Ban electronics at bedtime
One of the best things you can do to improve your sleep is keep all your gadgets―that includes tablets, TVs, laptops, and yes, even your phone—out of reach and, if possible, out of your room. The blue light produced by screens messes up your internal circadian clock by making your brain alert at a time when it should be asleep, according to a study done by Brigham and Women’s Hospital. This not only leads to insomnia but can hurt your overall health, the researchers say. Instead of using your phone to wind down at night, place all electronics on a charging station in another room and keep a good book handy. (Okay, maybe not too good of a book!)
Exercise in the a.m.
Want more sleep success when the lights go off? Make sure you’re getting your sweat on.
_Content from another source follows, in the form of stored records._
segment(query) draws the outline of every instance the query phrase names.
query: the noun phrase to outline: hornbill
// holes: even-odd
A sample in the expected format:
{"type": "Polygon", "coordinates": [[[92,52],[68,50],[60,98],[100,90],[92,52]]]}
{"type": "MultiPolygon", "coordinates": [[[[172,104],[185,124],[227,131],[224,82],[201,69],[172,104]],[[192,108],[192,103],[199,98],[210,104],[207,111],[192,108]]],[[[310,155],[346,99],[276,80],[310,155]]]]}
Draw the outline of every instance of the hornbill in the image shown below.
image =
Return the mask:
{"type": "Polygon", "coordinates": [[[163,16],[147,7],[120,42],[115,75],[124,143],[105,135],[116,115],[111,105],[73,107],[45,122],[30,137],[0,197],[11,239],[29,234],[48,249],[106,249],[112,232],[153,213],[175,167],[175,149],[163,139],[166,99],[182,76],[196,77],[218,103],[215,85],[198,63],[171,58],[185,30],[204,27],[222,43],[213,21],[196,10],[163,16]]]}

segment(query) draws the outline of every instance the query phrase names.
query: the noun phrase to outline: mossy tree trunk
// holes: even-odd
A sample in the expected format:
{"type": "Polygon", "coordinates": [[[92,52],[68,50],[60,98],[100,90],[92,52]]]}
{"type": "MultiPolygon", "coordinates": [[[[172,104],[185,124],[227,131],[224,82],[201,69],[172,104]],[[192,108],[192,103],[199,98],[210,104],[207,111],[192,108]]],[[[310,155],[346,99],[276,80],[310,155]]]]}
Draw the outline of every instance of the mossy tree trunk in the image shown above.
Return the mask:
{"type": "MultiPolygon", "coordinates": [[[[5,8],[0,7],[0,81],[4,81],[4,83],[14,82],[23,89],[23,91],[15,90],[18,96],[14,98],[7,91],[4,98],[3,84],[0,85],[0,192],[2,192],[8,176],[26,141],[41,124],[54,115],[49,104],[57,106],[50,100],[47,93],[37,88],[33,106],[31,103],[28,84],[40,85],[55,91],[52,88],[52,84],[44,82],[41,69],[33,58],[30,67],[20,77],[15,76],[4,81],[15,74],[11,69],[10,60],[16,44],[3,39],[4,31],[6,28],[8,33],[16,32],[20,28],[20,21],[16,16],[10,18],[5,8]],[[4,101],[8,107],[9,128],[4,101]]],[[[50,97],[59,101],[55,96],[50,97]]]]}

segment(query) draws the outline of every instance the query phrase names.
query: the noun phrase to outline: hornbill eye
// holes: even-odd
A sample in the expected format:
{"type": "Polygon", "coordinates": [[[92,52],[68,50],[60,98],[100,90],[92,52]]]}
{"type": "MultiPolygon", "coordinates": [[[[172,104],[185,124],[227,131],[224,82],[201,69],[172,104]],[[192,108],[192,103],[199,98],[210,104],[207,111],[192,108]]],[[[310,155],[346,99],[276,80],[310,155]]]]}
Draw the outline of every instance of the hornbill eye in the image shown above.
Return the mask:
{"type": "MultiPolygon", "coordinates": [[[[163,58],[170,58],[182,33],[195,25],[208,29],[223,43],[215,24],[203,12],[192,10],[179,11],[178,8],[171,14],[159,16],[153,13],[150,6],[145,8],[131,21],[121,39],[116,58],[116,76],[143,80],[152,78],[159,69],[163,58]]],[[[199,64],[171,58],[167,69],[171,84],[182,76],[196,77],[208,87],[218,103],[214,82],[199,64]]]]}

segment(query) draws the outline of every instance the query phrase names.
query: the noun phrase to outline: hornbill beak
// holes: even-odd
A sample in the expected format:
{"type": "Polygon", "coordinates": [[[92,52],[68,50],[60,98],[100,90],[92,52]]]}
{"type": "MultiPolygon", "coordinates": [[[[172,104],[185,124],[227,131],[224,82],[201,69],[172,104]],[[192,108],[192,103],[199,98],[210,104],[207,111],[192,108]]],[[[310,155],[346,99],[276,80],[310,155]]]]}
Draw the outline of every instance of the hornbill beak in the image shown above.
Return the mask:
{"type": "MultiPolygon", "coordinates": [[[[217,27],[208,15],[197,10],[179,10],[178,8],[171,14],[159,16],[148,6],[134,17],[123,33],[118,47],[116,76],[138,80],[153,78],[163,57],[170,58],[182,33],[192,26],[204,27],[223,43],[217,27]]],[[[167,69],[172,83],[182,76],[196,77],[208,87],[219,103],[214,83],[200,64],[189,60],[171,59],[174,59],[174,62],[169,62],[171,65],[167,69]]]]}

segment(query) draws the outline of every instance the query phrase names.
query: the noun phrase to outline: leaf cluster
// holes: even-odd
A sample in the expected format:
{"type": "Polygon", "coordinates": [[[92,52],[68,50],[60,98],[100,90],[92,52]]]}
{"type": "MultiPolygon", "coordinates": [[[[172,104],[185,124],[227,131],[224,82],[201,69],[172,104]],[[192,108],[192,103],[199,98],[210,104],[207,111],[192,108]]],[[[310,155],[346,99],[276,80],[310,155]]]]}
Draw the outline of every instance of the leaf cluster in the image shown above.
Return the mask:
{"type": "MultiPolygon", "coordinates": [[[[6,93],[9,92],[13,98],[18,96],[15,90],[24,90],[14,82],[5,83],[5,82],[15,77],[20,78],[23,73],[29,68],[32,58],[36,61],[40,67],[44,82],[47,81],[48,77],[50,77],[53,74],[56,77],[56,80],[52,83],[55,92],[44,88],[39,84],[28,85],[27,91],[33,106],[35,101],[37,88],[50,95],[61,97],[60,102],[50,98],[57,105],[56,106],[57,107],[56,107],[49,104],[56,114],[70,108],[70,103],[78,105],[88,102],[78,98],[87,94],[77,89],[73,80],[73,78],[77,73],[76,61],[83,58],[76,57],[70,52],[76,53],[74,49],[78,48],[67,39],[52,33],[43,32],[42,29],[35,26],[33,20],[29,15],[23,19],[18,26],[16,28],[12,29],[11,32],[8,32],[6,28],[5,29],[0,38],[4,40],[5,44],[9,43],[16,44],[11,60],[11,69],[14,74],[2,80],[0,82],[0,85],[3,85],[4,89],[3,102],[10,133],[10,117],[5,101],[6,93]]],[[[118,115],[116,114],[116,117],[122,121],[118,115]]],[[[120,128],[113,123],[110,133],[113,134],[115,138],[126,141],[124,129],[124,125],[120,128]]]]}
Exercise is a simple but powerful tool in helping you off to dreamland, according to a study published in the Journal of Clinical Sleep Medicine. But don’t expect it to be an instant fix, says lead researcher Kelly Glazer Baron, PhD, a clinical psychologist and director of the behavioral sleep program Northwestern University’s Feinberg School of Medicine. Hitting the gym that morning won’t necessarily help you sleep better that night; rather it’s the consistency that’s important, she explains. In the study, people who exercised at a moderate intensity (think brisk walking) for at least 30 minutes three to four times a week slept the best.